Argument de la Semaine Recherche avec 2018 en France
« Politique et recherche avec »
« Qu’est-ce que la politique ? Ou le politique ? Qu’est-ce qui est politique et qu’est-ce qui ne l’est pas ? » (Lourau, 1973, p. 31)
La/le politique traverse la recherche avec dans toutes ses dimensions : méthodologiques, épistémologiques, théoriques, éthiques… mais aussi à différents niveaux : du micro au macro. Pour Lourau, « le pouvoir central est partout » (Lourau, 1973, p. 29). Quelle place ont le chercheur et la recherche avec dans ce mouvement ? Douglas précise que « l’espoir d’une indépendance intellectuelle consiste pour nous à résister, et la première étape à déceler comment s’effectue l’emprise des institutions sur notre esprit » (Douglas, 2004, p. 135).
La recherche doit se penser et se développer en lien étroit avec les réalités politiques, sociales, économiques du monde où elle se fait. C’est ce que Bibeau rappelle en citant Hannah Arendt sur la fragilité de la pensée développée dans la solitude en dehors des problèmes de la Cité (Bibeau dans Soulière et collab, 2014, p. 298). Le Réseau Recherche avec est né à un moment où le financement des universités et de la recherche académique, et leur utilité pour le développement socioéconomique est en plein essor. L’économie du savoir réoriente la mission des universités et de la recherche vers le développement de savoirs techniques, de savoirs professionnels standardisés pour répondre aux besoins immédiats de la croissance. Est-ce ce à quoi nous voulons contribuer ? Est-il possible d’échapper à cette logique et comment ? Comment participer à la construction de savoirs, savoirs ne clivant pas théorie et praxis, mais impliquant les praticiens et les professionnels ?

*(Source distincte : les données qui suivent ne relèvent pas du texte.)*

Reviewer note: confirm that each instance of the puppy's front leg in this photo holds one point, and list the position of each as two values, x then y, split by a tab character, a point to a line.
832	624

Pour Bibeau, « on ne peut pratiquer notre métier d’anthropologues ou de sociologues sans avoir en tête un projet social et politique, lequel est forcément sous-tendu par une vision du monde et par une éthique » (Bibeau dans Soulière et collab, 2014, p. 297). Quelles sortes de connaissances avons-nous envie de produire ? À quelle fin ? À quelle vision de l’autre et du monde ai-je envie de contribuer ? N’est-ce pas en lien avec ce positionnement philosophique, éthique et politique que se font les travaux de collaboration dans le réseau Recherche avec ? Dans et entre les champs de la santé collective, la psychologie sociale, l’éducation, le travail social, l’anthropologie, la sociologie ?
Depuis la création du réseau RechercheAvec, la dimension politique apparaît transversalement dans toutes les réflexions et actions menées en son sein. En conclusion de notre premier symposium organisé à Ottawa en 2014, Maria-Livia do Nascimento rappelait, en référence à Guattari, que nous sommes concernés par le paradigme éthico-esthético-politique, « politique parce que nous identifions les enjeux et les risques des pratiques impliquées » (do Nascimento, 2014), notamment par la question des relations entre savoir et pourvoir. La synthèse des doctorants du symposium de Nitéroï met en lien la politique du terrain et la politique de l’Université (Chartrand, Laflaquiere, Mesquita, 2016).
Pour la semaine Recherche avec 2018, nous proposons de travailler en profondeur la question large « Politique et recherche avec » en la structurant selon trois axes :
La politique et la recherche avec
La question de la politique interroge les liens entre le milieu de la recherche, notamment l’université, et les instances politiques de différentes façons : la question des subventions, des appels à projet qui peuvent contraindre le chercheur à adapter ses résultats à la politique des commanditaires, mais aussi la question de l’instrumentalisation de la recherche par la sphère politique et leurs effets sur l’opinion publique. Des membres de notre réseau affirment que faire de la recherche avec, c’est faire de la politique.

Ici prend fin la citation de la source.